第1話「捕まえた」
それは古き国の話電気もガスもないその時代。
富と名誉ある者達が、それぞれの国を治める世の中があった。
争いも少なく、弱き意志が強き意志に逆らえない、そんな世界。
その世界の中でも人里離れ、周りには城下らしい町の存在もなく、
あるのは広大な荒れ地、そこにただ建つ一際大きな城城。
と、言っても、そこに居るは城主と何人もの監視そして、
罰を受けるために投獄された罪人達。
そう、ここは罪人の収容所として有名な場所、"岩牢城"
そして、今日もまた、一人の男がこの城に連れて来られた。
彼の名は勠路。
彼は今日から自室となる牢獄へ続く中庭を歩かされる。
ふと、顔をあげた先に見えた渡り廊下。
そこから見つめてくる視線を感じた。
手摺りに腰をかけ、だらし無く足をぶらさげる。
近くの木の枝に上半身を預けて、猫のようにけだる気に寝そべる。
仕草はまるで幼い子供。
だが、目を見張るほど美しく鮮やかな赤い衣を身に纏う。
そんな、一人の少女が、じっと勠路を見ていた。
彼と目があった少女は、目を細め、口の端をあげ、にやりと笑みを浮かべた。
この瞬間、勠路は心底「嫌いだ」と思った。
第1話「捕まえた」
岩牢城の朝は早い。
まず、囚人達は朝から夜まで働かされる。
食事は食材が与えられるものの、自分達で作らねばならない。
それぞれ、罪状により、階級を決められ、罪が軽い者=階級が低い者ほど、自由が多い。
そして階級によって、与えられる仕事が決まっている。
勠路も階級は低く、彼のいるグループはは庭の掃除や他の囚人の監視などの仕事を受け持つ。
要はたいした罪は犯していない、ということだ。
そして監視も弱い。
ほとんど見張られていない状態で仕事をしている。
仕事と言っても、彼に渡された箒は地上に横たわったまま。
肝心の本人は庭に腰をおろし、ぼんやりと空を見上げていた。
『このまま時が簡単に過ぎてゆけば、思い出すらも消えて無くなるだろうか…』
毎日のようにこの場所で、同じように過ごす。
ここに来る前はそれなりに多忙だった。
朝から晩まで、どんなに片付けても片付かない仕事が山積み。
いい加減に嫌だと思ってはいたものの、
こうも時が流れるのをじっと待つだけというのも、
正直嫌な気分になるものだ。
『後悔は無いが、幸せも無い。
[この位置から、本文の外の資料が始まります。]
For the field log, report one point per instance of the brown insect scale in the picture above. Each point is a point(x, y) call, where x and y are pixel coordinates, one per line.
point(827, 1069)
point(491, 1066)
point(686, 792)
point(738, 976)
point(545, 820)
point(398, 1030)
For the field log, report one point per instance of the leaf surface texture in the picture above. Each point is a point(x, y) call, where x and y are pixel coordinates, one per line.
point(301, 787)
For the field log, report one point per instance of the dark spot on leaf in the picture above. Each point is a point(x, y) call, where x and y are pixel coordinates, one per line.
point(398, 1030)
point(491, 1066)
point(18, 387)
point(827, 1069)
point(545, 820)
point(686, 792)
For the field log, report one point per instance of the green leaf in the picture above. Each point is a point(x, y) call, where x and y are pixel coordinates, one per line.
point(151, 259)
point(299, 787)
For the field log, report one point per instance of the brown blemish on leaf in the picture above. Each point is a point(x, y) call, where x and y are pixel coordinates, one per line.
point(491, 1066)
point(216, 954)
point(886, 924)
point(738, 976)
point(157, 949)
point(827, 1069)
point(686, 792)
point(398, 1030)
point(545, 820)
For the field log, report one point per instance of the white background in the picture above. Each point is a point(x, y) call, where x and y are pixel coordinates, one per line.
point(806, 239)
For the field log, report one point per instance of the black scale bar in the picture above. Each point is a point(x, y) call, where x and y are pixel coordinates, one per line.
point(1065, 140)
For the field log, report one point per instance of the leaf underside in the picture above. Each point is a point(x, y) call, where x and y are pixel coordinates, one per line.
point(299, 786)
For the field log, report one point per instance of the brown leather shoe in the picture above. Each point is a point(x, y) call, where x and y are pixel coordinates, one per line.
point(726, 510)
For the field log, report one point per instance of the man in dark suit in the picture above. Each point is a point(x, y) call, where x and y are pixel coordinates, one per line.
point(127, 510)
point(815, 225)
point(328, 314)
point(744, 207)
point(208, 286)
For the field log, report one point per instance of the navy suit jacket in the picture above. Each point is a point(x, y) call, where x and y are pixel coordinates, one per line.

』
自分の犯した罪に、一度も悔いたことは無い。
だが、彼の口から出るのは大きなため息ばかりだった。
――――こつん
その時、小石が彼の横を転がって行った。
勠路はなるべく別の事を考え、気に止めないようにした。
だが、まだ小石は投げられる。
それでも、彼は後ろを振り向かなかった。
何故なら、そこにあるのはたった一人の囚人を収容している牢獄。
それぞれの階級によって、一部屋に収容される人数は決まっている。
階級が低ければ低いほど、人数は多い。
つまり、一部屋に一人収容されているということは、階級が最も高い=罪が重い者。
『関わるな、絶対に関わっては駄目だ。』
ここを離れようと、立ち上がったその瞬間。
一際大きな石が、勠路の頭に直撃した。
あまりの痛さに、思わず振り向いてしまった。
というより、悲しきかな、人の性。
流石に頭に来た、いや、頭にきた。
怒りが沸き上がり、怒鳴ってやろうと、牢獄の窓に近づいた。
「おいっ!」
声を出したその瞬間、窓の鉄格子の隙間から、両腕が飛び出し、
がしっと勠路の頭をつかんだ。
「やっと捕まえた!」
格子越しに見えたのは、あの赤い衣の少女。の、万遍の笑顔。
勠路はひと時忘れていた。
この牢獄が、大罪人の牢であることを。
そして気付かなかった。
この少女が、平穏を打ち砕く存在ということを。